Alina clearly thought the suggestion funny. “Wrong parts, I’m afraid.”

Damn, he actually glanced over and found that Aleksander was now dancing with Ulla. They were a well matched pair in their own right, both dark and mysterious.

“Why don’t I just point you in a direction I think you’ll enjoy?” Alina suggested. “You’re sure to frustrate him endlessly without even trying.”

“Fine, I suppose that will have to do.”

She tilted her head. “Her name’s Zoya, squaller, but I think you’ll get on like an inferni and oil.”

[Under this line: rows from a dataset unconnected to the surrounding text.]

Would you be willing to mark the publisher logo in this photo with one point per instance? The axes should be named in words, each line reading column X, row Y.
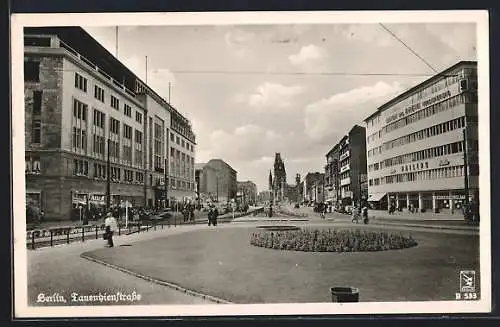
column 467, row 281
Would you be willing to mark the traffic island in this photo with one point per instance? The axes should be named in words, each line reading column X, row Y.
column 222, row 263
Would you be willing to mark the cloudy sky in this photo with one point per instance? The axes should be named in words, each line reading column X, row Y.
column 254, row 90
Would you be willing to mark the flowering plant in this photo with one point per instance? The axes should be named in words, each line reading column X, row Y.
column 332, row 240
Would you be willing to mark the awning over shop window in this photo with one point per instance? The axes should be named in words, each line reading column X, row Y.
column 375, row 197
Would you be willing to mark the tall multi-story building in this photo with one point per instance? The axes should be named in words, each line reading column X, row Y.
column 423, row 144
column 346, row 168
column 218, row 181
column 332, row 175
column 247, row 192
column 314, row 187
column 89, row 118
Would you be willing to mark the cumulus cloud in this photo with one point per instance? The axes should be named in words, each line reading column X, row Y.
column 460, row 38
column 239, row 42
column 272, row 96
column 307, row 54
column 333, row 116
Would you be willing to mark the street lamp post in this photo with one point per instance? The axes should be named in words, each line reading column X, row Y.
column 108, row 179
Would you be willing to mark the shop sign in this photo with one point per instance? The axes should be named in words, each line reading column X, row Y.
column 97, row 197
column 419, row 105
column 444, row 162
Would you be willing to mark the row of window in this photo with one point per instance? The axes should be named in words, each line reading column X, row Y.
column 424, row 113
column 81, row 84
column 444, row 82
column 446, row 149
column 178, row 184
column 419, row 135
column 431, row 174
column 430, row 111
column 181, row 142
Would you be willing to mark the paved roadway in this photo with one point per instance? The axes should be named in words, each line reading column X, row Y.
column 61, row 269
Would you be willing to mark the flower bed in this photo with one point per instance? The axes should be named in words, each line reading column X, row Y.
column 332, row 240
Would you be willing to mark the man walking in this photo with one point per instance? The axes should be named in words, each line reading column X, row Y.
column 111, row 226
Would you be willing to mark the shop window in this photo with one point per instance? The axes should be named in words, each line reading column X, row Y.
column 31, row 71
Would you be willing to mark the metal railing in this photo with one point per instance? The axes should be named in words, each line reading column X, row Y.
column 69, row 234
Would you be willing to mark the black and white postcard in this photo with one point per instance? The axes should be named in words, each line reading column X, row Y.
column 251, row 163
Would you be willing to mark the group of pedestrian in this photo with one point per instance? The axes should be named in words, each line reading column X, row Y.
column 213, row 213
column 110, row 227
column 357, row 213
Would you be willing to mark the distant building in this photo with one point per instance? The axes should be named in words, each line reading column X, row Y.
column 82, row 105
column 422, row 146
column 218, row 181
column 314, row 187
column 247, row 192
column 332, row 175
column 292, row 193
column 279, row 181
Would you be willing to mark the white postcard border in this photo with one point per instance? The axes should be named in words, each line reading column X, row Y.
column 22, row 310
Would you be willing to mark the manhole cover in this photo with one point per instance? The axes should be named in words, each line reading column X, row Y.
column 279, row 228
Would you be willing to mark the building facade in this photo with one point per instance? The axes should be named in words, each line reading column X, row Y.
column 422, row 146
column 332, row 176
column 247, row 192
column 218, row 181
column 314, row 187
column 88, row 119
column 264, row 197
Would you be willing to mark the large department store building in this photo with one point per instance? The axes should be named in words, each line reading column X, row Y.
column 83, row 106
column 422, row 146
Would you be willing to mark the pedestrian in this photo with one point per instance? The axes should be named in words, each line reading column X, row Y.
column 365, row 215
column 111, row 226
column 215, row 214
column 210, row 215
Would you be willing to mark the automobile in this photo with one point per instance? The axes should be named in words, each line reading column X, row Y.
column 348, row 209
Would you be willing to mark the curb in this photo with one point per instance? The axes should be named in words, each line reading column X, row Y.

Well, wasn’t that fascinating. He was tempted to go over to the woman after his dance but instead he sent Alina back to her husband and found a slightly quiet spot near one of the larger bonfires. A smaller fire had been erected with many grisha couples jumping over it to prove their compatibility.

“Quite the ceremony.”

Nikolai startled and turned, only to find a man of perhaps fifty, red hair, blue eyes… Nikolai didn’t recognize him and he wasn’t wearing a kefta. “Somehow I don’t think grisha security will want you here.”

“Genya allowed me in,” the older man assured him.

When Nikolai looked around, the man even pointed to the tailor and Genya caught his eye and gave him an affirming nod. “Well, friend of Genya’s, you do know who I am, do you not?”

He shrugged. “I’m not supposed to be here, but… I couldn’t resist the urge to see you before I make a new life for myself to assure your reign.”

Nikolai turned again, inspected the man, he could see nothing of his father in the man, but he supposed that was the point. “I see. Alina passed on your request. Linnea will be safe here if she chooses.”

Magnus nodded. “Thank you for that. You’re happy?”

A difficult question. “Ravka is struggling, everything is troubled… but yes, I’m happy to have Ravka finally well in hand.”

“I admit… I was worried you were just a puppet to the Darkling, and now I worry even more when he has the Sun Saint at his side.”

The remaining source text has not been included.